Gustavson Column: Pleased to be back on the North Fork

A farmer plows a field near Sparkling Pointe Vineyard. (Credit: Katharine Schroeder, file)
A farmer plows a field near Sparkling Pointe Vineyard. (Credit: Katharine Schroeder, file)

Absence, they say, makes the heart grow fonder. And so it was as the former Joan Giger Walker and I returned to the North Fork this week after an absence of several months: Fondness abides by the bucketful for this home of ours of nearly 40 years.

How shall I count the ways? Breakfast with our grandchildren at the incomparable Cutchogue Diner? Or, just around the corner in Cutchogue, two relaxed rounds of par-3 golf at the reconstituted (under new ownership!) Cedars course? Only on Long Island’s North Fork, literally.
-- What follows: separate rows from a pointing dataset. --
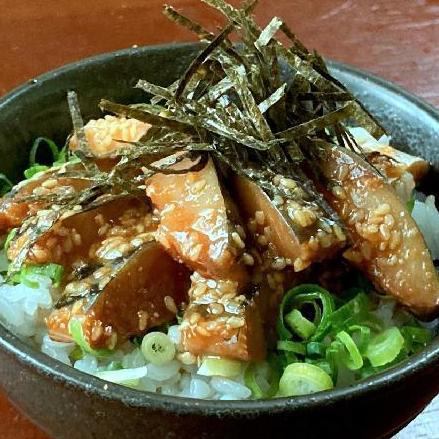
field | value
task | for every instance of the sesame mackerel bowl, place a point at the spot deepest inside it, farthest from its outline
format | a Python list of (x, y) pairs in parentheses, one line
[(242, 246)]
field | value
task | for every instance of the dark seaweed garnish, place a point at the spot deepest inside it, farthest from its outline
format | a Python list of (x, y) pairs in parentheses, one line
[(256, 107)]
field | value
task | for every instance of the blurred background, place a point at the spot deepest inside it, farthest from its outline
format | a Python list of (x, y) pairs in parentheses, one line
[(396, 39)]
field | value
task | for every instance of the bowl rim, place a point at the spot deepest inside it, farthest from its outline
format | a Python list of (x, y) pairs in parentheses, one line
[(45, 365)]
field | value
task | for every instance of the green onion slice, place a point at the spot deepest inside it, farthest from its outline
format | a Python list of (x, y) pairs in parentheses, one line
[(352, 358), (291, 346), (361, 335), (77, 333), (35, 169), (262, 379), (300, 325), (303, 379), (5, 185), (315, 349), (157, 348), (385, 347), (9, 238), (303, 294)]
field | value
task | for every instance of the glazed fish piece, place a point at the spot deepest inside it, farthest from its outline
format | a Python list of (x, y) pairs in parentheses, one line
[(123, 297), (222, 322), (16, 206), (386, 243), (108, 135), (73, 239), (195, 224), (393, 161), (300, 232)]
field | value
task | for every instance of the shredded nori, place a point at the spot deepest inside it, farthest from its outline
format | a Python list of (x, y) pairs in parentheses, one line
[(256, 107)]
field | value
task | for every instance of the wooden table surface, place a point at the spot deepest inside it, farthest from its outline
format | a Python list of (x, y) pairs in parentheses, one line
[(397, 39)]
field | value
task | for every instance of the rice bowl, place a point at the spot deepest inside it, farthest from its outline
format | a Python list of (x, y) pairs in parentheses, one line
[(299, 401)]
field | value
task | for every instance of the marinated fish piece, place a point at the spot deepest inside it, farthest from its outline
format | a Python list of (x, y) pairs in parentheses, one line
[(195, 224), (300, 233), (73, 239), (123, 298), (386, 243), (107, 136), (393, 161), (221, 321), (15, 207)]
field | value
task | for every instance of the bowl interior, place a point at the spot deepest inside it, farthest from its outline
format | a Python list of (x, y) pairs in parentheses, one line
[(39, 108)]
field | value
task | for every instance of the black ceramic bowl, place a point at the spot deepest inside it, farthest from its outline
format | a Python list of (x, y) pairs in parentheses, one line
[(69, 404)]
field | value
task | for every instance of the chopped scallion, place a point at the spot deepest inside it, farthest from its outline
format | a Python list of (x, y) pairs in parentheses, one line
[(77, 333), (157, 348), (303, 379), (299, 324), (385, 347)]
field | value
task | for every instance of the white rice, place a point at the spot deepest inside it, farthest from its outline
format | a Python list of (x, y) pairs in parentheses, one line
[(172, 378), (22, 309)]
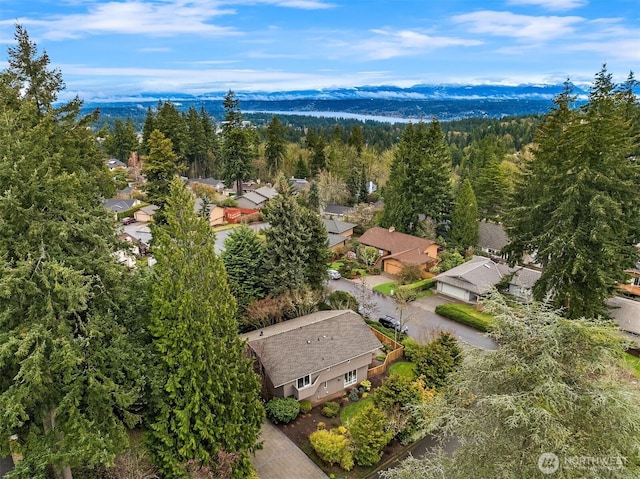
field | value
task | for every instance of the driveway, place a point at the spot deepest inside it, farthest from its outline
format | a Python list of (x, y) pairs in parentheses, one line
[(424, 324), (282, 459)]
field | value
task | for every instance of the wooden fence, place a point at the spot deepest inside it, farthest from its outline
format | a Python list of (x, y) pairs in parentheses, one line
[(397, 351)]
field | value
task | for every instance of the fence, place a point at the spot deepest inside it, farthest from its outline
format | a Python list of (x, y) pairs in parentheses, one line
[(396, 353)]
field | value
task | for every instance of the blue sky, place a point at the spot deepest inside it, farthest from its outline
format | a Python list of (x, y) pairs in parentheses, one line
[(108, 47)]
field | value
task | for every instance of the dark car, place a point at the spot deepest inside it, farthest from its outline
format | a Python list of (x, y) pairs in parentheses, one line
[(392, 323)]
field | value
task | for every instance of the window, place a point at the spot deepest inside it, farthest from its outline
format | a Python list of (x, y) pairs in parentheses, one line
[(350, 378), (303, 382)]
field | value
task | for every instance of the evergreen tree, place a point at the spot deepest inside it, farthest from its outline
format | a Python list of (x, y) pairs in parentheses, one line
[(577, 205), (286, 241), (356, 139), (316, 248), (420, 179), (160, 168), (210, 403), (243, 258), (69, 372), (553, 386), (275, 147), (318, 158), (314, 197), (147, 128), (122, 140), (236, 148), (464, 218)]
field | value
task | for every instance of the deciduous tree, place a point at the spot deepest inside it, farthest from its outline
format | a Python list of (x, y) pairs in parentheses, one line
[(554, 386)]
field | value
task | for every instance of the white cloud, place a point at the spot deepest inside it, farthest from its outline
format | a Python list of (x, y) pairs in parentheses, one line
[(523, 27), (389, 44), (553, 5), (138, 17)]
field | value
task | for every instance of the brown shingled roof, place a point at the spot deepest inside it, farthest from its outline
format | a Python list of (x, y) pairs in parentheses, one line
[(308, 344), (393, 241)]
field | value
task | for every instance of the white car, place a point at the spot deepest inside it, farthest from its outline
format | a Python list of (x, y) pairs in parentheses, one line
[(333, 274)]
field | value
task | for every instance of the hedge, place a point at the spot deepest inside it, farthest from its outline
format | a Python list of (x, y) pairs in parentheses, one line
[(457, 312)]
Then, of course, there were the fundamentals: reunions with family and friends, without whom there would be no “home” here. The comfort levels and sense of belonging were instantaneous, as if we’d been absent a day or two, not a month or two.

And beyond the basics there were the small delights that make this a singularly unique place. Like the drive down New Suffolk Avenue between New Suffolk and Mattituck (and back). Is there a lovelier stretch of road hereabouts? (Yes, perhaps, and we had occasion to traverse two of them this past weekend: Narrow River Road in Orient and Soundview Avenue [the so-called “Humpty Dumpty Road”] between Southold and Peconic.)
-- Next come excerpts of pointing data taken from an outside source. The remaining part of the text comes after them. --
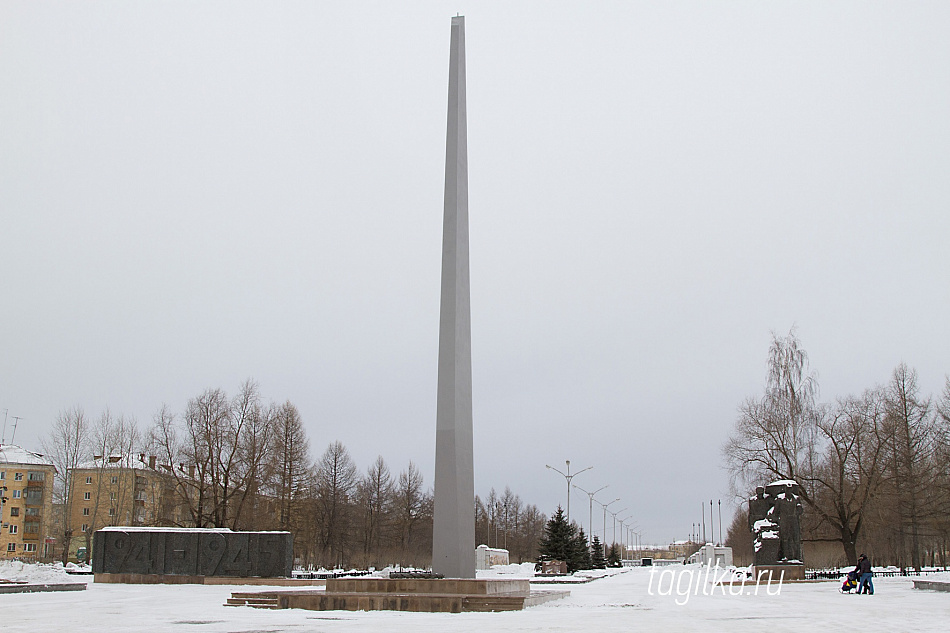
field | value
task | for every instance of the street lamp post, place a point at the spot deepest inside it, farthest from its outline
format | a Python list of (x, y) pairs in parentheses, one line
[(590, 514), (614, 514), (568, 477), (605, 523)]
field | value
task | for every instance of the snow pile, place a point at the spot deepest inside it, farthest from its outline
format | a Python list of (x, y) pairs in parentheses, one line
[(515, 570), (943, 576), (33, 573)]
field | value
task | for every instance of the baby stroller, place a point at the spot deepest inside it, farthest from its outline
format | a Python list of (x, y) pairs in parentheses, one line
[(850, 583)]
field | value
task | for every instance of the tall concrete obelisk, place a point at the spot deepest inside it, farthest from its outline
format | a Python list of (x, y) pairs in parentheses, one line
[(453, 537)]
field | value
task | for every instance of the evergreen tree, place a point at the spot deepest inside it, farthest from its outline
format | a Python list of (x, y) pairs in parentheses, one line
[(613, 557), (581, 551), (560, 542), (597, 554)]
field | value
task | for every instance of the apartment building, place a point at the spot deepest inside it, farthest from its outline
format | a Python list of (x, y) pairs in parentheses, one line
[(119, 490), (26, 504)]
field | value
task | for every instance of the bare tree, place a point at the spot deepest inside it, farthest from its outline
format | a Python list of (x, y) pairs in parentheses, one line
[(289, 465), (840, 485), (216, 454), (913, 437), (833, 453), (375, 496), (113, 442), (67, 446), (409, 504), (335, 482)]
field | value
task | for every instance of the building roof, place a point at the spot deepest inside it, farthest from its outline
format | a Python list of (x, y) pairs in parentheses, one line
[(139, 461), (13, 454)]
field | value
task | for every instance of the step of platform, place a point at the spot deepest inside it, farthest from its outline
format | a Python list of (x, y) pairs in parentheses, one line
[(390, 601)]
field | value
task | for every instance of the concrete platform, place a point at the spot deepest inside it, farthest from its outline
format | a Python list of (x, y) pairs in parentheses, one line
[(381, 594), (932, 585), (41, 587), (176, 579), (785, 572)]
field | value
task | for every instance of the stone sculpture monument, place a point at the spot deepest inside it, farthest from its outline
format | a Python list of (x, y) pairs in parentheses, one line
[(453, 537), (155, 554), (775, 522)]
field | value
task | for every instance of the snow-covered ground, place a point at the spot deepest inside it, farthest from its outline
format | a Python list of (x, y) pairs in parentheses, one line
[(618, 603)]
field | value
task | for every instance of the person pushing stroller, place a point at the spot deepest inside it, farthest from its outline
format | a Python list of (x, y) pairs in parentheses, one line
[(863, 573), (850, 582)]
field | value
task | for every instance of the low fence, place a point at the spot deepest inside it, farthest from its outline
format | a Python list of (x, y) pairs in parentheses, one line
[(825, 574)]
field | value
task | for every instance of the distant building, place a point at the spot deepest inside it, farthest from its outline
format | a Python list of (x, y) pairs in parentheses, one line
[(120, 490), (486, 556), (26, 504), (710, 554)]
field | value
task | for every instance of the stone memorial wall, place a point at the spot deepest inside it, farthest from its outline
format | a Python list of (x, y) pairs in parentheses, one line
[(192, 552)]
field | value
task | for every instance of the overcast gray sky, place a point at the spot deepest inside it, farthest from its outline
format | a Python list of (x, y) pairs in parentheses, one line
[(196, 193)]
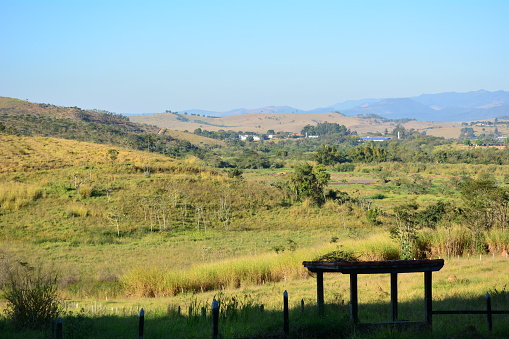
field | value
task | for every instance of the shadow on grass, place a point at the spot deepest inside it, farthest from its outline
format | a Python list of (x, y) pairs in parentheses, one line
[(253, 323)]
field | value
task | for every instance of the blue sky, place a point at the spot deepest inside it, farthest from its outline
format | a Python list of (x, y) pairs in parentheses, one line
[(151, 56)]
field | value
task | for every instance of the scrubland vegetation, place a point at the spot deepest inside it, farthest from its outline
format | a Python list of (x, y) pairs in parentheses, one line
[(111, 225)]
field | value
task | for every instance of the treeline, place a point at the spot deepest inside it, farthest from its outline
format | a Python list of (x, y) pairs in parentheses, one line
[(421, 151)]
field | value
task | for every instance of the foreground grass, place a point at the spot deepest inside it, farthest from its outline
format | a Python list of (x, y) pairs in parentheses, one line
[(461, 284)]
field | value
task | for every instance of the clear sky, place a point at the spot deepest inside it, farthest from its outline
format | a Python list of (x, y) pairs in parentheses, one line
[(151, 56)]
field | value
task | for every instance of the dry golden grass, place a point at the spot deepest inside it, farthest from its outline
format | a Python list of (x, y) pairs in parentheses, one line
[(20, 153), (290, 122)]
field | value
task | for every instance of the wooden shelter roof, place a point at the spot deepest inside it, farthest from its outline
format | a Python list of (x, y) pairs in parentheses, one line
[(375, 267)]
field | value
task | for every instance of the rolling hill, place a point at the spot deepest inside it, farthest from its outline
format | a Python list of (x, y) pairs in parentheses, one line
[(441, 107)]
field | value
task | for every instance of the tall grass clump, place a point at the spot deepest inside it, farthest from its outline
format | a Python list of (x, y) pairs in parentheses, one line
[(32, 298), (497, 241), (446, 242), (155, 281), (15, 195)]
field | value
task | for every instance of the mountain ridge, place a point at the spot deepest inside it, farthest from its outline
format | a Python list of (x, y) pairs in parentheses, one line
[(439, 107)]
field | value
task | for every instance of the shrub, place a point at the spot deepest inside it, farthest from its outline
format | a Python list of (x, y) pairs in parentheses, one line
[(31, 294)]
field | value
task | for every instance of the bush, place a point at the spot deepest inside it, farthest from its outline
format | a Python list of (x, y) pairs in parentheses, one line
[(31, 297)]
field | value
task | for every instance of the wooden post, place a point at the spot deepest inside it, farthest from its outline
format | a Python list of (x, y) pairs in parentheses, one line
[(319, 292), (488, 312), (428, 312), (394, 297), (59, 332), (141, 324), (286, 318), (354, 302), (215, 319)]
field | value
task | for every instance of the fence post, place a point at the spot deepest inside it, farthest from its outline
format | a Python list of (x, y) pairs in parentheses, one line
[(286, 324), (141, 324), (58, 333), (215, 319), (488, 312)]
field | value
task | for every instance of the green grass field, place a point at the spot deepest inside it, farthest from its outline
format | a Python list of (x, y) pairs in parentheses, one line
[(140, 230)]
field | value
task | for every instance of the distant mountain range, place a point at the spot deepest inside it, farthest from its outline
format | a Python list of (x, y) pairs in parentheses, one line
[(441, 107)]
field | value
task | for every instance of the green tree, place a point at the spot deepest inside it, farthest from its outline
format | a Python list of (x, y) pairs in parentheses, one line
[(309, 182), (328, 155)]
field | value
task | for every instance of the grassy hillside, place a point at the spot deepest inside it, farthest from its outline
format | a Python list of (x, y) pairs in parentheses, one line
[(293, 122), (128, 228), (19, 117)]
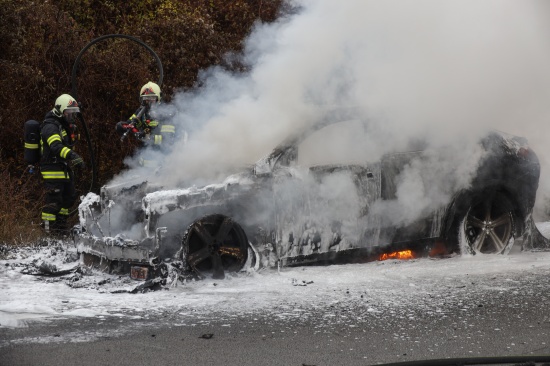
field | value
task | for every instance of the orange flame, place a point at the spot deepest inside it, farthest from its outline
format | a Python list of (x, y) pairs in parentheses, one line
[(403, 254)]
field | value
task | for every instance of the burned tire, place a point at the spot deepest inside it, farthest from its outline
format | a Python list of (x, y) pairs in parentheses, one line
[(489, 226), (215, 244)]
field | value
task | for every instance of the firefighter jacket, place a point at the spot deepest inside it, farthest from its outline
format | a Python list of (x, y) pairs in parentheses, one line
[(56, 142), (150, 130)]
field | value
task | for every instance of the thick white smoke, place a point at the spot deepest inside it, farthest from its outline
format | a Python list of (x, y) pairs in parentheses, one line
[(443, 71)]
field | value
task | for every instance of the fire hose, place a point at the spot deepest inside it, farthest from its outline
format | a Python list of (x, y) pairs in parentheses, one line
[(74, 92)]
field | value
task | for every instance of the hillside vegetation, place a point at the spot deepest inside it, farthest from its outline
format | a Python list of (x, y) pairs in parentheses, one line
[(39, 42)]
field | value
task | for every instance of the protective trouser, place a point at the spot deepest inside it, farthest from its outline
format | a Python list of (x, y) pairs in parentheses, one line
[(60, 197)]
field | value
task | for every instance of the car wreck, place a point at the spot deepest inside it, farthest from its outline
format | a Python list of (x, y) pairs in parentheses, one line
[(278, 213)]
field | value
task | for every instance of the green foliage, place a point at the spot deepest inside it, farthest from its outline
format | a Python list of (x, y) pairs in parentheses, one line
[(39, 42)]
Two other highly positive experiences over the weekend related to two disparate North Fork institutions: Eastern Long Island Hospital and Sparkling Pointe vineyard in Southold. A complicated confluence of circumstances quickly became uncomplicated due to the user-friendly, small-town attitude at ELIH, a resource we are so very fortunate to have in our community; and, due to the generosity of good friends, we had an opportunity to taste Sparkling Pointe’s delicious 2009 Blanc de Blancs méthod champenoise. It’s quite pricey at $42 a bottle, but so mmm, mmm, good.
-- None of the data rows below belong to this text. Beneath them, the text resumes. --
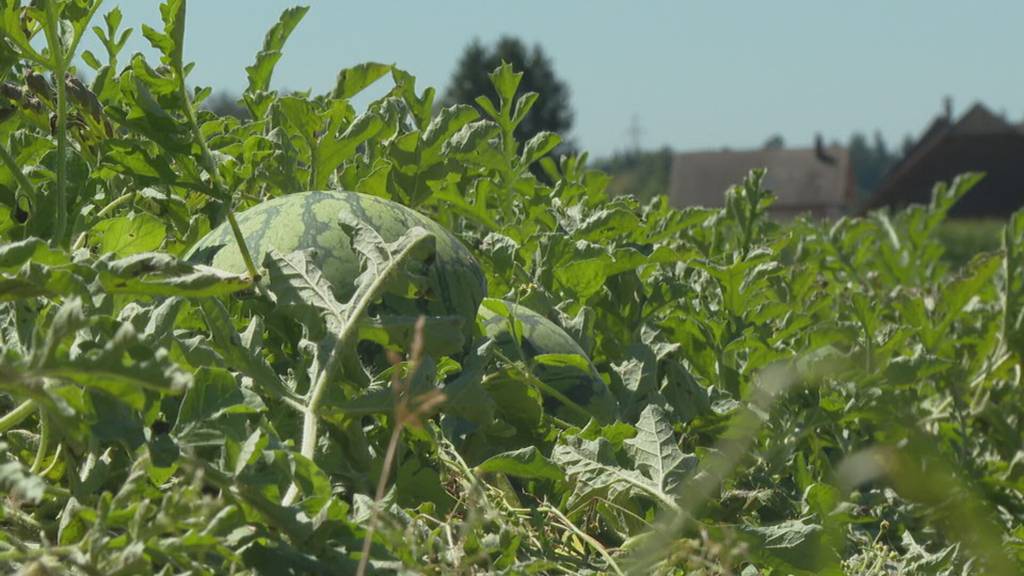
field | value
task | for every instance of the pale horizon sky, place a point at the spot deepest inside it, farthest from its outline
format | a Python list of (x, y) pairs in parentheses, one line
[(695, 74)]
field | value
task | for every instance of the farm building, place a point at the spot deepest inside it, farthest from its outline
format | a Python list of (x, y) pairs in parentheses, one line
[(980, 140), (816, 180)]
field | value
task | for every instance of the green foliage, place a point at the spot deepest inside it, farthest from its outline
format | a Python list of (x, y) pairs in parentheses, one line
[(784, 400), (546, 96)]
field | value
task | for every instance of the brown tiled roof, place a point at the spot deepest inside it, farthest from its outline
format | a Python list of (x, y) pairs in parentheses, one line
[(801, 178), (980, 140)]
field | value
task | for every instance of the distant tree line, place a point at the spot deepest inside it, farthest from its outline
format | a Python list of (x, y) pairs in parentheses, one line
[(644, 174)]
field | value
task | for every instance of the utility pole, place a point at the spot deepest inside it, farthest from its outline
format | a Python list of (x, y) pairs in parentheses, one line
[(635, 131)]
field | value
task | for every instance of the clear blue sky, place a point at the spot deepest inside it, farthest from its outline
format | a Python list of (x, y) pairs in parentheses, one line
[(695, 74)]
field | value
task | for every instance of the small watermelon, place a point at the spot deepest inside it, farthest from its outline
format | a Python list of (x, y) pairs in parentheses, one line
[(311, 219), (540, 335)]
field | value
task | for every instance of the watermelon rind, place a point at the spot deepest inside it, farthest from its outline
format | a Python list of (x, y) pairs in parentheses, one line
[(312, 220)]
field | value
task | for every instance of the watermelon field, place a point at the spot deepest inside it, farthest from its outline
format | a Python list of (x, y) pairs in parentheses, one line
[(393, 339)]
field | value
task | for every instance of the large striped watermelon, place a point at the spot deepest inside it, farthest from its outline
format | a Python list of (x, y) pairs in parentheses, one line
[(540, 335), (311, 219)]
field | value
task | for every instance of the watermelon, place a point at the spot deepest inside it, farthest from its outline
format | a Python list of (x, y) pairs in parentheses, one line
[(540, 335), (311, 220)]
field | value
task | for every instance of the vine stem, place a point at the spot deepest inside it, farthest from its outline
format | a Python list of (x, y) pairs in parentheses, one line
[(59, 70), (363, 299), (44, 443)]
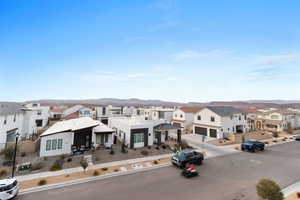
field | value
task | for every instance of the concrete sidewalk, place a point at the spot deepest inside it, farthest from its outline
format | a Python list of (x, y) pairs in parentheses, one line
[(97, 166)]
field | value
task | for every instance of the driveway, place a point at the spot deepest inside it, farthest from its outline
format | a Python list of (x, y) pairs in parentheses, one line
[(212, 151), (228, 177)]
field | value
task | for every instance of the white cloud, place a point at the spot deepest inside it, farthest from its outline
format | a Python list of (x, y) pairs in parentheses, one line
[(277, 59), (191, 54)]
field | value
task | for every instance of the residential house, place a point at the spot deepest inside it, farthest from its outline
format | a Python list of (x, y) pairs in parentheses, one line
[(134, 132), (105, 112), (79, 134), (78, 111), (11, 121), (184, 116), (217, 121)]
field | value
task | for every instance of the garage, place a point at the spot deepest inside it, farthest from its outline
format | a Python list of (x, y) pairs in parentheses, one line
[(200, 131), (213, 133)]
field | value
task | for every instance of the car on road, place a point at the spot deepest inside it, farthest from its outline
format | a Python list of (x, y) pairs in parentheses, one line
[(182, 158), (297, 137), (252, 145), (9, 188)]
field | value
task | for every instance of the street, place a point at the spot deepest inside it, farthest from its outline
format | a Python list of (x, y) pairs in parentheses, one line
[(232, 176)]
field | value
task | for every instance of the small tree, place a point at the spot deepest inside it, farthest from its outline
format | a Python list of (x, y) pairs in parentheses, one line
[(269, 190), (84, 164)]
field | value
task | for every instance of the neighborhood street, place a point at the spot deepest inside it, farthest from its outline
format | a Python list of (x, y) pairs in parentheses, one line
[(232, 176)]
Not even the one remotely sour note of the weekend — an encounter with a herd of 11 fat, happy and apparently voracious deer in a neighbor’s yard — could undo the good feelings generated by our return to the North Fork. And even that downer was shortly thereafter trumped by a sunset stroll along a secluded stretch of beach between the south end of Narrow River Road and Peter’s Neck, Orient.

Orient Harbor at sunset. Now that’s what I call a homecoming.